医療事故には至らなくても、場合によっては事故に直結したかもしれないエピソードのことをいう。語源は、「ヒヤリとした」「ハッとした」。間違った医療行為が行われそうになったが未然に気づいて防ぐことができたケースや、行った医療行為に間違いがあったものの患者被害は及ばなかったケースなどがここに含まれる。
事故に至る事例背後には、それよりはるかに多数のヒヤリ・ハット事例が潜んでいる。そこで、ヒヤリ・ハット事例を収集し、分析して、再発を防ぐ手立てを考え、その情報を共有することが重大事故の防止につながるとされる。もとは労働安全の分野で生まれた概念で、事故=アクシデントに対して、インシデントということもある。

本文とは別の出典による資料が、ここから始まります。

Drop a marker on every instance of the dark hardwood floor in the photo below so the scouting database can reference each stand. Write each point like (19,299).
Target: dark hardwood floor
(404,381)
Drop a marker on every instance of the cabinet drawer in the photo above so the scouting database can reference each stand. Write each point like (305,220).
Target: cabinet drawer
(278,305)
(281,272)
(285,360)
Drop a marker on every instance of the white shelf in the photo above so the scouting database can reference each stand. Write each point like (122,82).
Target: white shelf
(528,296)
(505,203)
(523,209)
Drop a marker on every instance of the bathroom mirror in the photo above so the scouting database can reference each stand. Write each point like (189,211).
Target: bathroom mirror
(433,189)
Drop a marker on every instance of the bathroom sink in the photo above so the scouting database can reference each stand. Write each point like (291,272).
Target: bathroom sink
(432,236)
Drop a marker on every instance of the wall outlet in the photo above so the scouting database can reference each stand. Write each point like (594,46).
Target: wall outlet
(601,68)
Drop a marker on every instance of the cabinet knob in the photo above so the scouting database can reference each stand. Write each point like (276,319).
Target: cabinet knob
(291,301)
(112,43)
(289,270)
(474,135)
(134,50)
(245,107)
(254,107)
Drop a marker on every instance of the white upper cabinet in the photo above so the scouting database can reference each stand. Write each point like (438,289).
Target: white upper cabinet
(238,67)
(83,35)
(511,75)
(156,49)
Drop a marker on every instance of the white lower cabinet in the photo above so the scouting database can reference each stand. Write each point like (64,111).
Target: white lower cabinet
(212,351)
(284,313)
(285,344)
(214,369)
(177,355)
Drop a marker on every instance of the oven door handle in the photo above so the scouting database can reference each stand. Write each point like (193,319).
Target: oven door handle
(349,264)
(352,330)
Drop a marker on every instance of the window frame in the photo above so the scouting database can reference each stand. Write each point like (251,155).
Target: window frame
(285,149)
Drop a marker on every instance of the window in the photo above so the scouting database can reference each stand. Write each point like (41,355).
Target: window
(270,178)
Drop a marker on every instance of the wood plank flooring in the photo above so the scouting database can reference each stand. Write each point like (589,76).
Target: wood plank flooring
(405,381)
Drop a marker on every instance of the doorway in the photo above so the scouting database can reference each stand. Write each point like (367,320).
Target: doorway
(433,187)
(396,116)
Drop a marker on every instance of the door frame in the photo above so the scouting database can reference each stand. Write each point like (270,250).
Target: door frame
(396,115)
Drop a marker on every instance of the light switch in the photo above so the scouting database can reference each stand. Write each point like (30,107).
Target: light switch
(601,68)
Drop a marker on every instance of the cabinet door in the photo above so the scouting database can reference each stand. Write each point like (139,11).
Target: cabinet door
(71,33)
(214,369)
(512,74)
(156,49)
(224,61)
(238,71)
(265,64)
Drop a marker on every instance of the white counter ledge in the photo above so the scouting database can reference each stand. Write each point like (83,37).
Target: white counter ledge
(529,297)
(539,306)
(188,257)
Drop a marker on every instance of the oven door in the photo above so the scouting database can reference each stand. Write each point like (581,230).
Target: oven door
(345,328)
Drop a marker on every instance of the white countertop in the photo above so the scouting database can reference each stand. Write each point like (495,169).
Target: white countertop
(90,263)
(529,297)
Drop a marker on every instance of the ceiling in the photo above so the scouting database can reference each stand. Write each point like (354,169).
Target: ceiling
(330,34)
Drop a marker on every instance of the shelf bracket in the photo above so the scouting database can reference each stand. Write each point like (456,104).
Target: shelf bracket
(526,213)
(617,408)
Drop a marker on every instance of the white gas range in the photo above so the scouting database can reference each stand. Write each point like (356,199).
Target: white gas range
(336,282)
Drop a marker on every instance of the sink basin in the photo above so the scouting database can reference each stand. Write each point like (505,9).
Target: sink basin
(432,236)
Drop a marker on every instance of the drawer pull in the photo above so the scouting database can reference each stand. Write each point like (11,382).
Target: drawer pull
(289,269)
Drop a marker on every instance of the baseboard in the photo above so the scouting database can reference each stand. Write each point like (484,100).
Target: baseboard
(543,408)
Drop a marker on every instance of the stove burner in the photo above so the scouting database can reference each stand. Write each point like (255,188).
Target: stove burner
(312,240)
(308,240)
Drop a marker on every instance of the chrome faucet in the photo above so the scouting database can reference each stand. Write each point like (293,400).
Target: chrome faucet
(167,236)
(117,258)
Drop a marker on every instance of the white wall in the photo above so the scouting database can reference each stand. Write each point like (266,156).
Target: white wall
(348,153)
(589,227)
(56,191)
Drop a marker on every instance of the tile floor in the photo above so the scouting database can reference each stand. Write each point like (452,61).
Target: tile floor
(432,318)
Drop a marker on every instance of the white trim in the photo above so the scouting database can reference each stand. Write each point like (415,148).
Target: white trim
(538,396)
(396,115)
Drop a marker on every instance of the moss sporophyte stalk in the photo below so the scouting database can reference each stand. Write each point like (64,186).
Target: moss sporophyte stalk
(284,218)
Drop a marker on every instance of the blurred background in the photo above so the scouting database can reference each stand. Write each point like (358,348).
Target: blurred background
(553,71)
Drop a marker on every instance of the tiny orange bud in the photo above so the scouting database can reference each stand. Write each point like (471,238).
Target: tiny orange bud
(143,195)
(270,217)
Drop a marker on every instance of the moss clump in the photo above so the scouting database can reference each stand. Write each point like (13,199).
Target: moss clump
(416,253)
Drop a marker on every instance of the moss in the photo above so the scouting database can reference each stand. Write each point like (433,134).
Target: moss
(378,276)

厚生労働省は、2001年に医療安全対策の一環として「リスクマネージメント作成指針」を発表し、ヒヤリ・ハット事例収集事業をスタートした。委託先の財団法人日本医療機能評価機構(医療の安全と質を評価する中立機関)では、現在もインターネット上のデータベース随時更新して公開している。これによれば、最も発生件数が多いのは薬剤に関するもので、続いて療養上の世話に関する事例、チューブドレーンに関する事例という順になっている。
なお、「リスクマネージメント作成指針」は、「医療事故」を「医療の全過程において発生するすべての人身事故」、「医療過誤」を「医療事故の一類型であって、医療従事者が、医療の遂行において、医療的準則に違反して患者に被害を発生させた行為」と定義し、ヒヤリ・ハットとは区別している。